Después de una espera que duró dieciséis años Jockey se consagró campeón del Torneo Regional del Litoral tras vencer a Duendes por 37 a 36 en las cuatro hectáreas en el último minuto de juego.

Ya no hubo canciones motivacionales ni conceptos provocativos. Sólo ansias y concentración extrema. En la decisión intrínseca de estas situaciones sobrevive el espíritu más puro de la contienda caballeresca. Aquella que supo laurear a varios estandartes, aunque haya uno más repetido que los demás.

Y por detrás de la incertidumbre la búsqueda, el objetivo más próximo pero también el fin último.

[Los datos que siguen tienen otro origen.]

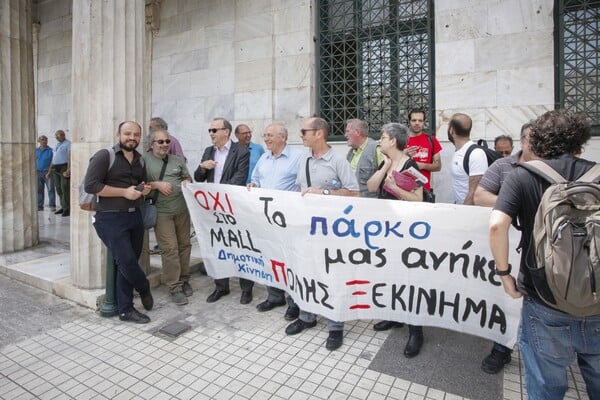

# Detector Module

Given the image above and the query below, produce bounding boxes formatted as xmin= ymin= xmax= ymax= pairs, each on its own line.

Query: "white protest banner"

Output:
xmin=183 ymin=183 xmax=523 ymax=346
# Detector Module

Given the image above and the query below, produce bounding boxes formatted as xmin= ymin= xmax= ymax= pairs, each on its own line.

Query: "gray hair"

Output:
xmin=381 ymin=123 xmax=409 ymax=150
xmin=147 ymin=129 xmax=170 ymax=151
xmin=347 ymin=119 xmax=369 ymax=137
xmin=150 ymin=117 xmax=168 ymax=130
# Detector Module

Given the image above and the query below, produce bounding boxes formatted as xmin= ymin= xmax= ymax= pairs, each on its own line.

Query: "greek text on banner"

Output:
xmin=183 ymin=183 xmax=523 ymax=347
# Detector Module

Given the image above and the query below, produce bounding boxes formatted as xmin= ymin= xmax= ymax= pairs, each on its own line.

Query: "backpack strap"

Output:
xmin=426 ymin=134 xmax=434 ymax=163
xmin=520 ymin=160 xmax=566 ymax=184
xmin=462 ymin=145 xmax=475 ymax=175
xmin=576 ymin=164 xmax=600 ymax=183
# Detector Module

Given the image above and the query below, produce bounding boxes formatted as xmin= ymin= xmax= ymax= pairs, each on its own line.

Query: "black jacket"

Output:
xmin=194 ymin=141 xmax=249 ymax=185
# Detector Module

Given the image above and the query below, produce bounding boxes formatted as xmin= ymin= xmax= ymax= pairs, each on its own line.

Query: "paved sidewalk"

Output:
xmin=0 ymin=211 xmax=592 ymax=400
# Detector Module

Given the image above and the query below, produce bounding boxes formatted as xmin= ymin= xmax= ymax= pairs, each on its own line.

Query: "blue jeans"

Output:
xmin=93 ymin=210 xmax=150 ymax=314
xmin=37 ymin=170 xmax=56 ymax=209
xmin=519 ymin=296 xmax=600 ymax=400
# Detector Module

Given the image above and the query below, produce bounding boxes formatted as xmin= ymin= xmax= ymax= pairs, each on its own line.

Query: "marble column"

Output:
xmin=0 ymin=0 xmax=39 ymax=252
xmin=70 ymin=0 xmax=147 ymax=288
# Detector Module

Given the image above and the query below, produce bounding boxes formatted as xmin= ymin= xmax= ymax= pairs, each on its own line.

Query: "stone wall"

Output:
xmin=34 ymin=0 xmax=72 ymax=148
xmin=31 ymin=0 xmax=598 ymax=203
xmin=151 ymin=0 xmax=314 ymax=170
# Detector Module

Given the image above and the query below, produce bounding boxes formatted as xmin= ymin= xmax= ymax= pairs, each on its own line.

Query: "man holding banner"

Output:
xmin=249 ymin=123 xmax=304 ymax=320
xmin=194 ymin=117 xmax=254 ymax=304
xmin=285 ymin=117 xmax=359 ymax=351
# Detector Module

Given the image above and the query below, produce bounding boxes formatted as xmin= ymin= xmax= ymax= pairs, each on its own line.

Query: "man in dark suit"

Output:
xmin=194 ymin=117 xmax=254 ymax=304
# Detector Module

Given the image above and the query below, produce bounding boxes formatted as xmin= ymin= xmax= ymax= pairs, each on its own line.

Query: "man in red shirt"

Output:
xmin=405 ymin=109 xmax=442 ymax=196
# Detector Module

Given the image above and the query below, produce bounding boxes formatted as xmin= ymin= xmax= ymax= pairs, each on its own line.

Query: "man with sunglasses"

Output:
xmin=145 ymin=129 xmax=193 ymax=306
xmin=494 ymin=135 xmax=514 ymax=158
xmin=194 ymin=117 xmax=253 ymax=304
xmin=149 ymin=117 xmax=187 ymax=162
xmin=286 ymin=117 xmax=359 ymax=351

En declaraciones de la semana previa alguno de los protagonistas lanzó “si queremos un resultado diferente al de siempre debemos hacer cosas distintas” y fue todo un presagio de lo que vendría.

Hay un grupo que aun transitaba el estadio medio con las alas cortadas y sin poder conseguir ascender al paraíso, que supo masticar el abrasador del sub casi hasta el estallar de los dientes y nunca se entregó a ello. Era menester no quebrarse en la lucha a sabiendas que aunque tarde en llegar el horizonte se mueve.

En ese palpitar el viento se hizo calma para darle lugar al vuelo del tesoro, para quien lo sepa cuidar. No pecar de orgullo, exceso de amor propio, rebeldía a los designios, pérdida de fe, lujuria deportiva, y ser portador de la luz se encumbró en la alquimia perfecta que desactivara el hechizo. Y aquel rincón arrebolado pasará a la historia por siempre como el comienzo del nuevo camino, de la nueva era.

Se deshicieron del fantasma que no les permitía convencer a su mente de poder más que el cuerpo. En el colofón de la lidia todos los presentes contuvieron la respiración. Unos agacharon la cabeza mientras otros alzaban los puños al empíreo. Desatando la pasión y desandando un mar de lágrimas convidaron a propios y extraños a disfrutarlas, pues ya no eran de tristeza y frustración como en el pasado sino de inextinguible alegría.

Para continuar con el protocolo habitual llegó el merecido piletazo. La nota de la tarde no fue esa. Cuando la estrella del equipo campeón salió del agua, una familia verdinegra se acercó a pedir una foto que inmortalice el momento y accedió. Mientras destellaban los flashes, el padre de familia se dirige a sus hijos y anuncia “así como nosotros festejamos tantas veces hoy les tocó a ellos. Hay que aguantársela, felicitarlos, y seguir siendo amigos para siempre”. De sólo escribirlo se me eriza la piel. No puede haber enseñanza más pura. Porque cosas desapercibidas como ésa son las que hacen a este deporte sobrevivir.

Que el campeón de este año sea de otro color insufla una renovación de matices al, según mi criterio, el torneo regional más lindo del país. Hay valores, hay lealtad, hay festejos. En definitiva hay rugby.